В романе изображен медленно растущий круг «новых людей», чьи намерения принимать решения исходя из разумных соображений обещают положить конец всем предрассудкам и конфликтам, которые отравляют жизнь отдельным людям, семьям, обществам и целым государствам. Хотя Чернышевский писал роман в тюрьме, а позже был приговорен (на основе самых вздорных свидетельских показаний) к каторжным работам и ссылке в Сибирь, в своей книге он выражает величайшую уверенность в том, что с помощью разумной мысли обязательно закрепятся и продолжатся перемены, начавшиеся с освобождением крепостных. Молодые, образованные герои и героини его романа строят совместные планы, один другого сложнее, и к концу книги организуются в некое тайное общество революционеров, чье появление предвещает в ближайшем будущем стремительный переворот и бурные социальные перемены.

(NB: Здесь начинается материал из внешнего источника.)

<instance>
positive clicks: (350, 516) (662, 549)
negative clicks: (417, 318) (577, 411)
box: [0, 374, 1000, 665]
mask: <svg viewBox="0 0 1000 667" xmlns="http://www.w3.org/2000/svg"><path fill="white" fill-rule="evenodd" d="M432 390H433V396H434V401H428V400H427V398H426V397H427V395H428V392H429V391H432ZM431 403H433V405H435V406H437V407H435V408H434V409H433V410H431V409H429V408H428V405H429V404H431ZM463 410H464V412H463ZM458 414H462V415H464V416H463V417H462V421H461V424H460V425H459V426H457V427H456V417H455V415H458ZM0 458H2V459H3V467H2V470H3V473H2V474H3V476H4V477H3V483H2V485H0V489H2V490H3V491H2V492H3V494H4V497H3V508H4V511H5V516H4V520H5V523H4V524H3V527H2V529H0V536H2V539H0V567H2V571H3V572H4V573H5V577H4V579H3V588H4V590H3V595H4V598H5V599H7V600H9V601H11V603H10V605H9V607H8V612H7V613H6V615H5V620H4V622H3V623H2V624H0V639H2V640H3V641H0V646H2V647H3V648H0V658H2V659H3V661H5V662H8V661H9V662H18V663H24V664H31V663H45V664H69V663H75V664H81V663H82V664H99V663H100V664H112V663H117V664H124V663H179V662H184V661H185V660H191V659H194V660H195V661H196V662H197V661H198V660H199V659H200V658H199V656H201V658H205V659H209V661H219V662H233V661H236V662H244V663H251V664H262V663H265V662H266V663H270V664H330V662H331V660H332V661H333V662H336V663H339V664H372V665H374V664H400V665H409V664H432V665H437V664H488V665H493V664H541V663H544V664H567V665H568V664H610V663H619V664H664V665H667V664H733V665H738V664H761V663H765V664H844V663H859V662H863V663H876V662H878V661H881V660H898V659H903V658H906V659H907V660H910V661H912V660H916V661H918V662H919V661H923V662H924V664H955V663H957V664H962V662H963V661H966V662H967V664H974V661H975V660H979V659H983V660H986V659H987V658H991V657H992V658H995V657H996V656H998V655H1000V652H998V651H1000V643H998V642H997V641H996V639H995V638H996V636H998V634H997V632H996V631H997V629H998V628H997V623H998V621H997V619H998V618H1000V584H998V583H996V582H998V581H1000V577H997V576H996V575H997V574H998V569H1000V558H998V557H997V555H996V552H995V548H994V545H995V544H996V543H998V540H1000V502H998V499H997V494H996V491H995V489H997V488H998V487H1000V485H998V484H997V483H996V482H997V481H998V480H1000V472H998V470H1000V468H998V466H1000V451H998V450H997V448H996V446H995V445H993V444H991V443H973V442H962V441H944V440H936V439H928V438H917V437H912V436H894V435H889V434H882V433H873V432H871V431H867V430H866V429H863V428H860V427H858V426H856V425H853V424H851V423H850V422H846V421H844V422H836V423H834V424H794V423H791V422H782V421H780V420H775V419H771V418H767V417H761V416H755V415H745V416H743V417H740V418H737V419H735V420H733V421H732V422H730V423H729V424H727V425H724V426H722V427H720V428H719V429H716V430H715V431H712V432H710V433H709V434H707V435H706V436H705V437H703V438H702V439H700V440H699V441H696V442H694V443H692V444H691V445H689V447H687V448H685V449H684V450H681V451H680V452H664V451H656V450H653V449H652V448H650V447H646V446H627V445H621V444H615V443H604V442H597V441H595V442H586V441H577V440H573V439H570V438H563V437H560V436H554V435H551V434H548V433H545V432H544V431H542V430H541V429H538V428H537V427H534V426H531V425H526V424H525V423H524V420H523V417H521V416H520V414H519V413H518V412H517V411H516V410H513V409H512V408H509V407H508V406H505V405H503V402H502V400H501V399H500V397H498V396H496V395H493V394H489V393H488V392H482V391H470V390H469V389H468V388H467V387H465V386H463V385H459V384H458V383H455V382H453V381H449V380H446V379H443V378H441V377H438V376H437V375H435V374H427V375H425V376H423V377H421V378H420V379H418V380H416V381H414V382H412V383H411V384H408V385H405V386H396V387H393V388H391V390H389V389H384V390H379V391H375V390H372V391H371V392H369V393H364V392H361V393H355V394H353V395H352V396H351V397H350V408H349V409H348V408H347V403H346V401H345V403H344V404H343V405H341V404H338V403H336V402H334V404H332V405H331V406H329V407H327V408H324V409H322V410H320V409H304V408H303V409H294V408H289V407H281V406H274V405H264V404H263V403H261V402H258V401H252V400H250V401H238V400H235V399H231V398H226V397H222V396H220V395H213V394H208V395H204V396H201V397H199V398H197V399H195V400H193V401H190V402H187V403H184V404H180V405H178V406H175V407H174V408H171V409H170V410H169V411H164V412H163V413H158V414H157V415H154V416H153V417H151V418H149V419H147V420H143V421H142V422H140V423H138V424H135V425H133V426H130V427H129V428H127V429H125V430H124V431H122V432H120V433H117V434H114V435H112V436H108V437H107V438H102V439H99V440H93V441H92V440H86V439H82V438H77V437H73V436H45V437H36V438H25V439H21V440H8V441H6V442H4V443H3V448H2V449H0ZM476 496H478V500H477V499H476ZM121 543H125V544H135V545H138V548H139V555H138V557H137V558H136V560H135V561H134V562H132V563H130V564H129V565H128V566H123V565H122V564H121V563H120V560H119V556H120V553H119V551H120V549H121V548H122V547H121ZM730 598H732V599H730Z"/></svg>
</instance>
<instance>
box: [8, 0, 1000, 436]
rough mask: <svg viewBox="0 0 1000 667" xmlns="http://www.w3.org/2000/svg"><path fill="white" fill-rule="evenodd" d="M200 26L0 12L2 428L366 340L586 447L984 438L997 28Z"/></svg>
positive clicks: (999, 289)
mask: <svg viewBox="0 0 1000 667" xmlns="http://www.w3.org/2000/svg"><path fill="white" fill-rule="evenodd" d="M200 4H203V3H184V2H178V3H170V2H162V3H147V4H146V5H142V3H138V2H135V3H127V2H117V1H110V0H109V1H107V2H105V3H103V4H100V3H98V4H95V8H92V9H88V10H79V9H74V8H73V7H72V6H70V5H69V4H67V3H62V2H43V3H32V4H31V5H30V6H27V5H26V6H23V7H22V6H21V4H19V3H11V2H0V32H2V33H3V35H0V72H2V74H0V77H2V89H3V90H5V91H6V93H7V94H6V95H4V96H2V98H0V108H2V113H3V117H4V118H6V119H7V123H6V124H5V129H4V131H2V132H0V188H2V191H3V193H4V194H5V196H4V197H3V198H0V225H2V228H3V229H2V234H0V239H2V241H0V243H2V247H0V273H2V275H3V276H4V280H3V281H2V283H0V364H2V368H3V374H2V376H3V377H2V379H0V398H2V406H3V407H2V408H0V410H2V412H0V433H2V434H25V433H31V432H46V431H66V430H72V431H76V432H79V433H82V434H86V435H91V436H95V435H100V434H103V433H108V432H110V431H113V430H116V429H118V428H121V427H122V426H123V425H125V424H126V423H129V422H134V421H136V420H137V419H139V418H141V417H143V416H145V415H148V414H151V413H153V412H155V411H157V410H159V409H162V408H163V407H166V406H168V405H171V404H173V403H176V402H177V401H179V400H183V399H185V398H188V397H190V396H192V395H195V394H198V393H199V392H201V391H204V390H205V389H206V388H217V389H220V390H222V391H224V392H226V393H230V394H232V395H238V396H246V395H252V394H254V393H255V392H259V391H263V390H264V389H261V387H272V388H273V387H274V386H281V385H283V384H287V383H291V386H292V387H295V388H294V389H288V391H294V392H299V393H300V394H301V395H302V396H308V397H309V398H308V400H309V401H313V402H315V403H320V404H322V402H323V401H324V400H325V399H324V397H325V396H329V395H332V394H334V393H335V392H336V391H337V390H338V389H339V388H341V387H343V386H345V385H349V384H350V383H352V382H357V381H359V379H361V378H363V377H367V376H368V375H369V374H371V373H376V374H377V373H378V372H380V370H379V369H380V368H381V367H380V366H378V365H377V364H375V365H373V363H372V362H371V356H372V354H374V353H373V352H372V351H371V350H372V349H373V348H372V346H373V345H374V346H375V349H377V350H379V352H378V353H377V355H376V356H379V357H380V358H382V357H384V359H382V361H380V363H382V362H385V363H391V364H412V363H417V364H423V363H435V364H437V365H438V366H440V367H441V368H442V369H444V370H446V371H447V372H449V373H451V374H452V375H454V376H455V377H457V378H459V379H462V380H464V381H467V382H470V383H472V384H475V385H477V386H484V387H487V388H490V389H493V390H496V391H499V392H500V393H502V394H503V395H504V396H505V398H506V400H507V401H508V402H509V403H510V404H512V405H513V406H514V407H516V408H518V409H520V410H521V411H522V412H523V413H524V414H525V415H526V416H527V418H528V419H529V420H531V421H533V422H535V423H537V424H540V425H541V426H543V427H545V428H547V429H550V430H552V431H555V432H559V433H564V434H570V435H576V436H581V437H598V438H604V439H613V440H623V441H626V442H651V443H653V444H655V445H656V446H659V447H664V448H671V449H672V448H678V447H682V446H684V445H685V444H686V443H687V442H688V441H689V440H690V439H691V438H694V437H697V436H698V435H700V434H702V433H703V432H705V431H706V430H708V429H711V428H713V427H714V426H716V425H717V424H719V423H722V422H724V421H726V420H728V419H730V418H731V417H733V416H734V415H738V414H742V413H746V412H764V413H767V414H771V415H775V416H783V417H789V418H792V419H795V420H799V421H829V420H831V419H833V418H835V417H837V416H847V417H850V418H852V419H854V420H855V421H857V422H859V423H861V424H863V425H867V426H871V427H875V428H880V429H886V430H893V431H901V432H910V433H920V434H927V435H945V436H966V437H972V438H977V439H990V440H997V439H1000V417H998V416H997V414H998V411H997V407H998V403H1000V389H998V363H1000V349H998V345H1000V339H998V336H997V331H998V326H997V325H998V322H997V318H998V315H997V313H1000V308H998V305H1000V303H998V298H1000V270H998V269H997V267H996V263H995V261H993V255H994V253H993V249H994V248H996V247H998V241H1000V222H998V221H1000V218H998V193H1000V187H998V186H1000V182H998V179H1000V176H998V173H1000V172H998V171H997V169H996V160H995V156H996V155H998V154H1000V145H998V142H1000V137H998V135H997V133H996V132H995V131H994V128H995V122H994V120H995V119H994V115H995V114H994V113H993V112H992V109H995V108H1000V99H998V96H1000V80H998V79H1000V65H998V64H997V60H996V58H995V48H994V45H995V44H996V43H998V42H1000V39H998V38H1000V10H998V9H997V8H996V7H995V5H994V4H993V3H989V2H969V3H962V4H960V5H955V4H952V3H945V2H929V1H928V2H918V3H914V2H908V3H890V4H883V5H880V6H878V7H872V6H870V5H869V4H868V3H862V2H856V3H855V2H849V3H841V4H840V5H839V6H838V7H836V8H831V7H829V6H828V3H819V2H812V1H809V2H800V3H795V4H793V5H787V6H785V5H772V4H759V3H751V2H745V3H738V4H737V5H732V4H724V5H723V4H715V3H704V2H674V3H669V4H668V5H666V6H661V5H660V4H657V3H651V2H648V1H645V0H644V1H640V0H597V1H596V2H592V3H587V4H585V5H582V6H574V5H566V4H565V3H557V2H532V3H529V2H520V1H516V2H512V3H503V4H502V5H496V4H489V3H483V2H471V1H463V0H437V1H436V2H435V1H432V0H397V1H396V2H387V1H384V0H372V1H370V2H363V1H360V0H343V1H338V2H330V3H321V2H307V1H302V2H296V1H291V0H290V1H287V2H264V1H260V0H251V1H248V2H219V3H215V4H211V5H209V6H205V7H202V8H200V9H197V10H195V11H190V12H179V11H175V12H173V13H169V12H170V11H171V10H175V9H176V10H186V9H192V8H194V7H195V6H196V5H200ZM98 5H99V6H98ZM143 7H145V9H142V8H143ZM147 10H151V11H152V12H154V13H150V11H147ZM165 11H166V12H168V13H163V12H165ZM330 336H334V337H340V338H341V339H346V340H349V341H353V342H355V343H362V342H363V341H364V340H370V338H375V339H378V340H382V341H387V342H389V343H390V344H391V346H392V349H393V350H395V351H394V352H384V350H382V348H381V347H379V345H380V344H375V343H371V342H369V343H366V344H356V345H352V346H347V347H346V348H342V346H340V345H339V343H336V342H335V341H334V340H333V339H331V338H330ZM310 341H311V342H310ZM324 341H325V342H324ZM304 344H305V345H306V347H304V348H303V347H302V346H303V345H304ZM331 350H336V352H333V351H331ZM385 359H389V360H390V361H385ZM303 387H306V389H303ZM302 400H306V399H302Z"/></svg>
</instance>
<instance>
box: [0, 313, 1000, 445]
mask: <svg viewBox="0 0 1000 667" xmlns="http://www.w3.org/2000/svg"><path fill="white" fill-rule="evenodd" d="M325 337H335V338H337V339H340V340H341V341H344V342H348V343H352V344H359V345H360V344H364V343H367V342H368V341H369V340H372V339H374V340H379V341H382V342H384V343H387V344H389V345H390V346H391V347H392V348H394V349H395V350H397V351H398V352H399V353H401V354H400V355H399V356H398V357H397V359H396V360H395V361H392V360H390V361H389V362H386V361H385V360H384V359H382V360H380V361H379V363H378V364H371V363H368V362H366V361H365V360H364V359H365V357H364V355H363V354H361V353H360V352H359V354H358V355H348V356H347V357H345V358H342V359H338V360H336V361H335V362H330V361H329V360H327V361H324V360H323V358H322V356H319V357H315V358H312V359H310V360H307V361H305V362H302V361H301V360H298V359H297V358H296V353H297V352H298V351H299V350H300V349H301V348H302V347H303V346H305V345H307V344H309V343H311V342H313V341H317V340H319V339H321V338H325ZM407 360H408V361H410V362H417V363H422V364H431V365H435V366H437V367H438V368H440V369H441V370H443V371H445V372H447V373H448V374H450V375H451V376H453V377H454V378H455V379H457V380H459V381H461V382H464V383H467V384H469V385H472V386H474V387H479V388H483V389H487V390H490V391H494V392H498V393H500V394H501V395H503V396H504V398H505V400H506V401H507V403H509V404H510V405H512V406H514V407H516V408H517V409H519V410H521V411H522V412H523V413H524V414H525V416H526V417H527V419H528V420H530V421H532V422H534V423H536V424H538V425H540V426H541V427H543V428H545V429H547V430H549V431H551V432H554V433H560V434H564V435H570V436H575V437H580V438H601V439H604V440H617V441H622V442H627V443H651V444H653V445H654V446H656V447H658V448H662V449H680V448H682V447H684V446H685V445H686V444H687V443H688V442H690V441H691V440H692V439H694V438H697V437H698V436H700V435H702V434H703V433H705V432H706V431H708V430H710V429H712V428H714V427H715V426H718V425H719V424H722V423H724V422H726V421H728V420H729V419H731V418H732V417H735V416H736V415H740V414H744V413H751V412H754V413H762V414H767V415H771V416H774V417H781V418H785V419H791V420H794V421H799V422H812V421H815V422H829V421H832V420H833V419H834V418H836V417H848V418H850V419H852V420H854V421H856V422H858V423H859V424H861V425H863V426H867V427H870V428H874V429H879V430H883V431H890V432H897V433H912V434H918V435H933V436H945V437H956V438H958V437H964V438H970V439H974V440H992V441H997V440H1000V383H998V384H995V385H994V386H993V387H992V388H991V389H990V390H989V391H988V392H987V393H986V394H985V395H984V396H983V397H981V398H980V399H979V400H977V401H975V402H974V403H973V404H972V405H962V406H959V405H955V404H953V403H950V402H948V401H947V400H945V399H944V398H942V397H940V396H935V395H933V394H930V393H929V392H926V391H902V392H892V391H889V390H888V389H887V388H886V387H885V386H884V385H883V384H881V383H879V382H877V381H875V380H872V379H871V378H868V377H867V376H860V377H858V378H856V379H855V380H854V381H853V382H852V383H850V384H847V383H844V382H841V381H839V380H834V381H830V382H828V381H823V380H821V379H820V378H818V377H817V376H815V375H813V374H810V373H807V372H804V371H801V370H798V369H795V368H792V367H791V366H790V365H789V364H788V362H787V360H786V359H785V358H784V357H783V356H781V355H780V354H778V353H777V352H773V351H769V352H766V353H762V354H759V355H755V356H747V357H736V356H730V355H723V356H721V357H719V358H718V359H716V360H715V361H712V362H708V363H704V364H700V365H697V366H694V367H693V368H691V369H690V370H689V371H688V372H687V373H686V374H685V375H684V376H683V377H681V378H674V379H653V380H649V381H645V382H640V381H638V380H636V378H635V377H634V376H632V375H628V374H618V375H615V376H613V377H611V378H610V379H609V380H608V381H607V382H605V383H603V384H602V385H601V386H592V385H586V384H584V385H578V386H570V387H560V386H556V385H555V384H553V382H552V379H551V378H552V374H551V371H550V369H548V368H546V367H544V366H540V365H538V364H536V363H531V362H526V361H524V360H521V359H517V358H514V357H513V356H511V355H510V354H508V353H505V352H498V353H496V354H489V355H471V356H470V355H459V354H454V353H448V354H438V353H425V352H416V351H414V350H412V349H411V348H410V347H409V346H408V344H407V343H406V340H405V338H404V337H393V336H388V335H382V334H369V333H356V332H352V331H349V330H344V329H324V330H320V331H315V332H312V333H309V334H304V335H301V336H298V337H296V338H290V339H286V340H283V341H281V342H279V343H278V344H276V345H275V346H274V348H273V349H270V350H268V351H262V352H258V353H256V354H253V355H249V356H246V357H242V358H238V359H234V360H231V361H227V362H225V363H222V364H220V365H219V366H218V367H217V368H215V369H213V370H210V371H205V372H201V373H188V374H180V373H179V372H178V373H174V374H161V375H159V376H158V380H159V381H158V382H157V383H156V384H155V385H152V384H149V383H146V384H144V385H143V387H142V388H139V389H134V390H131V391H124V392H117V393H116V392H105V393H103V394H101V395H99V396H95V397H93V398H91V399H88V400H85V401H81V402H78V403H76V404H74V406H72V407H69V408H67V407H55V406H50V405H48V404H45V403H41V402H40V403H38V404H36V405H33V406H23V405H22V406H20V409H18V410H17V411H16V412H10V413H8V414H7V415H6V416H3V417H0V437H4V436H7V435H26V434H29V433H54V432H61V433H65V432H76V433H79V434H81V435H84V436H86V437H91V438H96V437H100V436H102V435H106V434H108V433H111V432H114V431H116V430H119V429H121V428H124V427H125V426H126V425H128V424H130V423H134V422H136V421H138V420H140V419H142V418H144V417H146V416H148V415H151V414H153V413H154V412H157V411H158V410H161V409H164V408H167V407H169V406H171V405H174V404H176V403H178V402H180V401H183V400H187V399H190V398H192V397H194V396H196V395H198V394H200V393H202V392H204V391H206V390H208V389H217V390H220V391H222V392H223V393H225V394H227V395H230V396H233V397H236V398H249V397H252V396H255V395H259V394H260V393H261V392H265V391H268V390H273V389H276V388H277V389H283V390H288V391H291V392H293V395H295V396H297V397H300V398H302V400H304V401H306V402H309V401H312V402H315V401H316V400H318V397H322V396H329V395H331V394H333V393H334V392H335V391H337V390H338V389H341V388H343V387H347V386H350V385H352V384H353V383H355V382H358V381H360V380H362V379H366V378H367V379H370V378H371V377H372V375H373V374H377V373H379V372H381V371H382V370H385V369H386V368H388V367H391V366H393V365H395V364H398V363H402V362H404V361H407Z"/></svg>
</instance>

Однако первоочередные задачи, которые Чернышевский ставил перед своими молодыми героями, состояли не в прямых политических диверсиях и не в агитации, а в саморазвитии и, самое главное, в правильной организации собственной личной жизни[71 - Паперно И. Семиотика поведения.]. Просвещение представлено в романе просто как неизбежный побочный результат чтения и ясного мышления, что, в удачных обстоятельствах, доступно всем – и мужчинам, и женщинам. Истинные помехи прогрессу – политические условия гнета и экономического неравенства: именно они порождают суеверия и ложные представления о человеческих взаимоотношениях. Центральная сюжетная линия романа сводится к освобождению просвещенной молодой женщины, Веры Павловны, и от нищеты, и от матери-интриганки путем фиктивного брака с учителем ее брата, Дмитрием Лопуховым. Позже Лопухов, поняв, что Вера влюблена в их общего друга Александра Кирсанова, симулирует самоубийство, чтобы вторично дать ей свободу[72 - О том, чем Чернышевский обязан здесь Жорж Санд, см.: Klenin E. On the Ideological Sources of Chto delat’: Sand, Druzhinin, Leroux // Zeitschrift fur Slavische Philologie. 1991. Vol. 51. № 2. P. 367–405; и Paperno I. Chernyshevsky and the Age of Realism: A Study in the Semiotics of Behavior. P. 136 et pass.]. Потом Лопухов снова появляется в романе, поначалу под вымышленным именем, женится на одной из Вериных подруг, после чего обе супружеские пары живут сообща, наподобие коммуны. В этой коммунальной идиллии каждая личность наделяется оптимальной мерой свободы, чтобы определять свои отношения с остальными – и в политических взглядах, и в области любви. Нравственно оскорбленные критики назвали это сожительство «фаланстером».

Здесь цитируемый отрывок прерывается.